The forthcoming investigation into the decline of the house sparrow, to be announced by the Government today, is partly to be a giant number-crunching exercise - one of the biggest ever carried out in the world of ornithology.

It will involve extensive analysis of several of the large long-running surveys which make Britain's birds the most closely monitored in the world.

Six surveys in particular will be examined by computer for evidence of patterns of decline in sparrows in towns, suburbs and the countryside, and for similar declines in starlings. Some of them are confusingly similar (except to experts) but all give valuable information.

The oldest is the National Ringing Scheme, which dates back to 1908. Recoveries of ringed birds can give data on their movements and on how long they live: there are thought to be records on 400,000 sparrows that have been ringed and about 6,000 that have been recovered.

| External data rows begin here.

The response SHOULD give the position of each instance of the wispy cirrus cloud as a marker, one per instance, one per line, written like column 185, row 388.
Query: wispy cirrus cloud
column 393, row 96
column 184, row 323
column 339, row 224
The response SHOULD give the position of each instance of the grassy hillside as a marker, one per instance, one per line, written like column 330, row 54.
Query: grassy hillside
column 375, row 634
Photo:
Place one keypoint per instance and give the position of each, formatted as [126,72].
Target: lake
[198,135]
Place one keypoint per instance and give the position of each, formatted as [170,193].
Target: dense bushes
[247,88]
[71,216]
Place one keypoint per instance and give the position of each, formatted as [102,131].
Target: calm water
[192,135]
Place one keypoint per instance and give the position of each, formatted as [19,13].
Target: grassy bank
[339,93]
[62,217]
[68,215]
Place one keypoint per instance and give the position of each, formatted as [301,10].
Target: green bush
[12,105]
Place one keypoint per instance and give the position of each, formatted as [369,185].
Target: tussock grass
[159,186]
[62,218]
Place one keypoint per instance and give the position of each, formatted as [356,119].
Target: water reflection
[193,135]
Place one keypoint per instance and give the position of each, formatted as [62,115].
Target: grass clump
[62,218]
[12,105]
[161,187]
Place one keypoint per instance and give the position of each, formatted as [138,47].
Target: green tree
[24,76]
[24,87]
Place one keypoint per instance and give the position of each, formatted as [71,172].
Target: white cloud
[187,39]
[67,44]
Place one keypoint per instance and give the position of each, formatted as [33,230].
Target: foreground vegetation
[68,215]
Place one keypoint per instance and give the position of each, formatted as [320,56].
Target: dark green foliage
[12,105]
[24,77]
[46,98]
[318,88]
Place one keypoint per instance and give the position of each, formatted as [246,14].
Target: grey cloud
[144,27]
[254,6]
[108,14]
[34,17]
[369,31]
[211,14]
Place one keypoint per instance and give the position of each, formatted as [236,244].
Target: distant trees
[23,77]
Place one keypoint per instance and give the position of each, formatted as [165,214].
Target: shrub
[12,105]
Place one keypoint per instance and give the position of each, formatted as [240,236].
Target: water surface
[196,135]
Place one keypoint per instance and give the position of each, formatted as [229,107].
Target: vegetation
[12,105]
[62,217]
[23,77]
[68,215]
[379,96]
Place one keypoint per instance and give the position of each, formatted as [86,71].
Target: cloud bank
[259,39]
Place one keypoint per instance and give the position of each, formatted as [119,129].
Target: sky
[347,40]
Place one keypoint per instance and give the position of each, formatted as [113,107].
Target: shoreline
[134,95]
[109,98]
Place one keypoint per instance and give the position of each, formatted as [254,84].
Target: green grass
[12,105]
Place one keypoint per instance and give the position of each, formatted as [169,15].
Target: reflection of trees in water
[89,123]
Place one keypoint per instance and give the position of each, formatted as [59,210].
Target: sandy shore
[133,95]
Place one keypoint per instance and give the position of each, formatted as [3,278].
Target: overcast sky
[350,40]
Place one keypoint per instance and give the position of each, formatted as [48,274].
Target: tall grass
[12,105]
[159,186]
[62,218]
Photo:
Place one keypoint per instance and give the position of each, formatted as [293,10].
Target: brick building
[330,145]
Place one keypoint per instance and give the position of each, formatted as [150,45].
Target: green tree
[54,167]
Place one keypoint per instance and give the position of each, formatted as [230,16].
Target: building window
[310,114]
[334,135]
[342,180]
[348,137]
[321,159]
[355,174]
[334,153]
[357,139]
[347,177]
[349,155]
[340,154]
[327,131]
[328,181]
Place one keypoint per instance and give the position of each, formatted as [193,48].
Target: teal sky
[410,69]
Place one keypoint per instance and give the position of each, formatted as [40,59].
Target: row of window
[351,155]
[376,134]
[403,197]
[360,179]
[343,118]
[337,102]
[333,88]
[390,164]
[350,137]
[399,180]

The Nest Records Scheme, started in 1939, gives information on numbers of eggs, egg-laying dates and how successful are different broods. It is done for more than 200 species and involves about 40,000 records a year. Currently, about 250 house sparrow nest records are being received annually.

The Common Bird Census, which started in 1962 and ends this year, is a territorial mapping exercise which indicates how many birds are in a given area and is done on 300 countryside plots across Britain. It has many thousands of sparrow records, as does its replacement, the Breeding Bird Survey, which covers 2200 plots much more randomly chosen, some of them in urban areas.

Suburbs and towns are covered by The Garden Bird Feeding Survey, which goes back to 1970 and covers 200 gardens across Britain, and the much more extensive Garden Birdwatch, which began in 1995 and has 13,000 contributors.

Dr Humphrey Crick, the British Trust for Ornithology scientist leading the enquiry, said: "We have millions of pieces of data and what's good is that much of it is very long-term. We're going to combine the information and interrogate the data sets to see how and where things have changed and what the factors affecting the birds are."